Doomsday delay

The day of reckoning for thousands of civil

servants has been pushed back.

After meeting today for two hours with

representatives of the island’s two major

trade unions, Prime Minister Freundel Stuart

announced that the start of the Government’s

dreaded retrenchment programme, which was

scheduled to begin on January 15, had now be

delayed until month-end at the latest.

This is to allow the Ministry of the Civil

Service to complete the final list of people who

would be sent home.

In explaining the situation, Stuart said

“because of the constraints under which we

have had to operate in even generating the list,

[it] has proven to be a bigger challenge than

would have been the case back in 1991 [the last

occasion when large numbers of public servants

were sent home].

“[Back then] there [were] no casual workers

around; there is a Public Service Act in

place . . . [no] constitutional amendments in

place and all the constraints that did not exist

in 1991.

“The Ministry of the Civil Service has

taken a little more time.

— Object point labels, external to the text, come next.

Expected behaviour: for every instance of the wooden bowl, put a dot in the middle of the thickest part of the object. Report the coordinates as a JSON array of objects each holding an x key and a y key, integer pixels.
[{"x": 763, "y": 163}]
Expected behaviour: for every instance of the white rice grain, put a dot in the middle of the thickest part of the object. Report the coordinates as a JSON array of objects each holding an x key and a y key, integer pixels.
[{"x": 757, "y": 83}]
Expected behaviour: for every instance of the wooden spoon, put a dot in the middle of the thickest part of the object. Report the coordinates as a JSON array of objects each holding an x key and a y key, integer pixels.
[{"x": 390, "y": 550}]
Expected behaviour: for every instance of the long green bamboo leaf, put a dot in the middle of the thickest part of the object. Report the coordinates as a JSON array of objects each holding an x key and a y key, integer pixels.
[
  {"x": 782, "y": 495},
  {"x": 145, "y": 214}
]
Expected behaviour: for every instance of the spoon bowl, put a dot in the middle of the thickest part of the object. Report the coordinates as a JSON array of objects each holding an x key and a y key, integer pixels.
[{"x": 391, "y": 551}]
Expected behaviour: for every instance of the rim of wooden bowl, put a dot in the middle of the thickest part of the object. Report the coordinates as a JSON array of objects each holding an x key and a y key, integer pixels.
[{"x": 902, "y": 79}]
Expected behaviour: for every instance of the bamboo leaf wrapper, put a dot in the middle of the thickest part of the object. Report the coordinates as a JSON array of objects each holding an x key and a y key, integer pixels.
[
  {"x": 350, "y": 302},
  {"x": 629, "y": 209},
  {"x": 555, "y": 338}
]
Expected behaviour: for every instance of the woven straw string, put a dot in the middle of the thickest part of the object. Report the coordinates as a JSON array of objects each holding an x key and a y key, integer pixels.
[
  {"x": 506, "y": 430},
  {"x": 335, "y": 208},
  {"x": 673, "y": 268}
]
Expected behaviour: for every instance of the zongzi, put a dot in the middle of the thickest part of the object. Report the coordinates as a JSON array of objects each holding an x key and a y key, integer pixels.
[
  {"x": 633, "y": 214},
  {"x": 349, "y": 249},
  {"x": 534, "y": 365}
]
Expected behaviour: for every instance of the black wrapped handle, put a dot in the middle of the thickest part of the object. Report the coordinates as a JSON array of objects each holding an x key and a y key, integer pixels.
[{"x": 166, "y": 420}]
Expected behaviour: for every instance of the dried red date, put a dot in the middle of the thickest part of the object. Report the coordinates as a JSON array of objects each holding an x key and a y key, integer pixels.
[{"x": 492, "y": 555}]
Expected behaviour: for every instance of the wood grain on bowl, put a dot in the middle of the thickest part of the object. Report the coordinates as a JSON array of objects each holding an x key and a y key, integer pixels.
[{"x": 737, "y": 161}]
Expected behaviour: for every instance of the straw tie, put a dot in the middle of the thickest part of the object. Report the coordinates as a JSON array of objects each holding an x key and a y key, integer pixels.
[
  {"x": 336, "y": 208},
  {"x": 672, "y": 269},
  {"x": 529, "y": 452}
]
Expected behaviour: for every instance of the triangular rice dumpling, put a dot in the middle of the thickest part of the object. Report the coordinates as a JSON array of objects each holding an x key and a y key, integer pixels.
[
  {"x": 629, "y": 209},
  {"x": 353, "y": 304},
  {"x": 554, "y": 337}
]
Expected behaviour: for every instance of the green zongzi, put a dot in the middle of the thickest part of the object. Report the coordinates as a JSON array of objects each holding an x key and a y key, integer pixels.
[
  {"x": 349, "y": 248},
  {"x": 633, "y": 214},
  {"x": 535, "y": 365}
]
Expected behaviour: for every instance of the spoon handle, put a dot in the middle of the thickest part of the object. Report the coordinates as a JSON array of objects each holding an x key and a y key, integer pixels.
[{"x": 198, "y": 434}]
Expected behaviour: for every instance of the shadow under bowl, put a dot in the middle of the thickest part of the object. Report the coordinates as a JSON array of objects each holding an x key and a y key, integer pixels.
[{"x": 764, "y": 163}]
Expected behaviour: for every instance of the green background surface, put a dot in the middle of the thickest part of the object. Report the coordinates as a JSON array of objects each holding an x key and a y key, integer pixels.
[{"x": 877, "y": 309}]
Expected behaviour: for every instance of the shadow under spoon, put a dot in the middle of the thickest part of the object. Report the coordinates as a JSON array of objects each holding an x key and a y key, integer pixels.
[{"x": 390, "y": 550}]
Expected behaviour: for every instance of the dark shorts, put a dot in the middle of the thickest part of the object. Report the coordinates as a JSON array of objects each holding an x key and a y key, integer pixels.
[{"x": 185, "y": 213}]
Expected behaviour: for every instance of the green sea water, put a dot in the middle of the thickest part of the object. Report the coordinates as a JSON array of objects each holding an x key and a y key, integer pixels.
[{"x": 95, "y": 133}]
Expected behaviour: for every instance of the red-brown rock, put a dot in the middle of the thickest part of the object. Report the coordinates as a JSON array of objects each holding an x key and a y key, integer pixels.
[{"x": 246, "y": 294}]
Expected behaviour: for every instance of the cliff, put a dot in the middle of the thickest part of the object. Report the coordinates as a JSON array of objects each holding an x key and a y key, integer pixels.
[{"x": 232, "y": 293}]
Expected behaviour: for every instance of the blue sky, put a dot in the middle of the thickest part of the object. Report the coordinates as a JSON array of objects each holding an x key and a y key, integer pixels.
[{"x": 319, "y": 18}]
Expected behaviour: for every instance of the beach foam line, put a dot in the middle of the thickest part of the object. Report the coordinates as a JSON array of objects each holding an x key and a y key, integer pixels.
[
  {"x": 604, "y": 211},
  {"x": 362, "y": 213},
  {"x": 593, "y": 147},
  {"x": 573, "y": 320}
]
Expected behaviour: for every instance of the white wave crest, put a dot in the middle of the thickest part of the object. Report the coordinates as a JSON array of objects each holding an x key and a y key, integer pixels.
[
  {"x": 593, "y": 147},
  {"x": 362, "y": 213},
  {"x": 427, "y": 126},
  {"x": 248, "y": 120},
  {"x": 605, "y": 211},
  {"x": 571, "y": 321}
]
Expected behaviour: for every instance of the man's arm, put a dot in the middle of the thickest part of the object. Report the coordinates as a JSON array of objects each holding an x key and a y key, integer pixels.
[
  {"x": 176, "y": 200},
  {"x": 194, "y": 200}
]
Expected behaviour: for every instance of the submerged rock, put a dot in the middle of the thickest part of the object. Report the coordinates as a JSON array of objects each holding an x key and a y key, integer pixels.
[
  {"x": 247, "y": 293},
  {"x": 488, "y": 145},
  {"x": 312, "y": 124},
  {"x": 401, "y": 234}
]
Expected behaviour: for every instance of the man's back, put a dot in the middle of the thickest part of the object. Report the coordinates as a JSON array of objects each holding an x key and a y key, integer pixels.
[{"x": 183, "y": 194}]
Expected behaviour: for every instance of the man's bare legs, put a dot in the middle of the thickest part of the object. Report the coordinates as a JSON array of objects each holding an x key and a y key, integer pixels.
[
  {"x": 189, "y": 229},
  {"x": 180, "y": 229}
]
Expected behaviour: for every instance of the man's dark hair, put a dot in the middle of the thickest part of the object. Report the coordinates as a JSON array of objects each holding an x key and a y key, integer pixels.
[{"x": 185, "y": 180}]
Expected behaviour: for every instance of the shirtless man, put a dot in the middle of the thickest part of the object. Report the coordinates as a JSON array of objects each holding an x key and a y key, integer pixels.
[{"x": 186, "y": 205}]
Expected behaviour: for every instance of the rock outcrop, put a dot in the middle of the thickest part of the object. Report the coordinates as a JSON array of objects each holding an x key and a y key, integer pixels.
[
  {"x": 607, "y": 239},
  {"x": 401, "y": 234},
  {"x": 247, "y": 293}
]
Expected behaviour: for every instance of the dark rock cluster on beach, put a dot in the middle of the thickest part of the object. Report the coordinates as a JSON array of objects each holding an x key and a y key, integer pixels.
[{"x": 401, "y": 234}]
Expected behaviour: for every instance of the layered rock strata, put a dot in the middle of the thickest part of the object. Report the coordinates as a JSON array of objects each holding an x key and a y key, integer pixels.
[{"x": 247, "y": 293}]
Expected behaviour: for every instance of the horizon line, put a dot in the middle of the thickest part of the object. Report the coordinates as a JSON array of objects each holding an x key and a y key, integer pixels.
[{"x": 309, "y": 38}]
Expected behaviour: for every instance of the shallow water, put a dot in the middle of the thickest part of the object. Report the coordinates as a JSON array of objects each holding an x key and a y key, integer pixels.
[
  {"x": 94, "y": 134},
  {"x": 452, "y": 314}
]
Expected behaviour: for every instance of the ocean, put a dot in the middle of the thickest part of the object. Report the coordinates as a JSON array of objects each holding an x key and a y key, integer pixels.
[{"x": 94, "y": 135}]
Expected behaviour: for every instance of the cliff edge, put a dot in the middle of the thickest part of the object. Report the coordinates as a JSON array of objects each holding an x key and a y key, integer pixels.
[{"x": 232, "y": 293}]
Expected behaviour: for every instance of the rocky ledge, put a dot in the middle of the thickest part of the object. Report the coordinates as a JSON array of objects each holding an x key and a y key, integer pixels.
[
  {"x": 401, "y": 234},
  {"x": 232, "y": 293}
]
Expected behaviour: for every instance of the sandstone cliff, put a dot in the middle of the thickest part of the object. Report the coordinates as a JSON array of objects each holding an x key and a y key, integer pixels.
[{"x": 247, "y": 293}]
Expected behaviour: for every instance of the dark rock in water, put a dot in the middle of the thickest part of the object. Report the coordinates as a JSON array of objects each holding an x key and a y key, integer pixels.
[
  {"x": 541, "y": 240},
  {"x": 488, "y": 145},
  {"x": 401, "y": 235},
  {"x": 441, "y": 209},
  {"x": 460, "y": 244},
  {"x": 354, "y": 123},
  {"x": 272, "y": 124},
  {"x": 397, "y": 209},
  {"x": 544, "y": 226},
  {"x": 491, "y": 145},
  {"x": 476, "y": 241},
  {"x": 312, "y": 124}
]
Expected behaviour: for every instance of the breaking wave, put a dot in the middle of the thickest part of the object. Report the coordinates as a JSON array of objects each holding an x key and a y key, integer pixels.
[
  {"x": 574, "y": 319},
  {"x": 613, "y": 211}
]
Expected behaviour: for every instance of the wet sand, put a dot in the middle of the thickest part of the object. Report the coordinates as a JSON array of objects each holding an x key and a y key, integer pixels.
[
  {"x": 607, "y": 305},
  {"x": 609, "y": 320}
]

It has had to be a

lot more careful. What I have said is that we

target now the end of this month [January];

that deadline is not negotiable. By Thursday, I

imagine that the Cabinet paper that deals with

the modalities we will be following will come

up for consideration,” Stuart said as he emerged from the

talks accompanied by Minister of Finance Chris Sinckler and

Minister of Labour Dr Esther Byer-Suckoo.

The Prime Minister added that once Government had

finalized its way forward, it would be able to share the

definitive information with the unions. He also indicated that

the Ministry of the Civil Service would, in a matter of days,

have the final list ready.

“Once I see that final list [and] I am able to approve

it, I will share it with the unions so that we can start to

have meaningful discussion with their members. [But] that

January 15 deadline [outlined by the Minister of Finance on

December 13, last year] is nothing more than a pipe dream,”

Stuart told reporters.

Also commenting at the end of this evening’s talks,

the Barbados Workers’ Union general secretary Sir Roy

Trotman downplayed the January 15 deadline that had

initially been set by the Government, saying that it was not a

good way in which to have negotiations.

“[H]aving those discussions in circumstances where

a deadline was being waved as though it was a red flag

that would constitute a situation, which we could not be

comfortable with . . . the 15th now does not hold the level

of trepidation, which it did previously.

“That is not to say that we don’t have a

problem. Government has said that there is a problem of

being able to find hard cash to pay the level of public sector

workers that it is currently paying. We have understood that

for quite sometime but we have at the sane time been trying

to have a number of things rationalized, made public, made

clear enough so that once we know what there is, we can

endeavour to put our alternatives,” Sir Roy told journalists.

He revealed the alternatives, which the unions would be

putting up, might not meet the levels of saving required by

the Government; but in any case, he said, it was not their

role to, as workers’ bargaining agents, to find

all the solutions.

“It is enough that we will carry out our function to

protect the interests of the working class, particularly our

members. We have been trying to do that and push forward

proposals, which, if accepted, and if acted upon, will go a long

way towards assuaging some of the pain and suffering which

is still around the corner, despite this third meeting that we

have had,” the BWU spokesman pointed out.

For their part, the National Union of Public Workers

[NUPW] representatives said that they would have to first

report to their executive council, before agreeing to a way

forward with Government.

President Walter Maloney said though he was generally

happy that the talks had “moved forward a bit” and that there

was still room for there to be some latitude in terms

of the cuts.

“We must also be cognizant, too, that there is a time

frame in which we have to act in this manner. The union has

understood this. This is not about the NUPW and the BWU.

It also has to be about the other unions as well,” he said.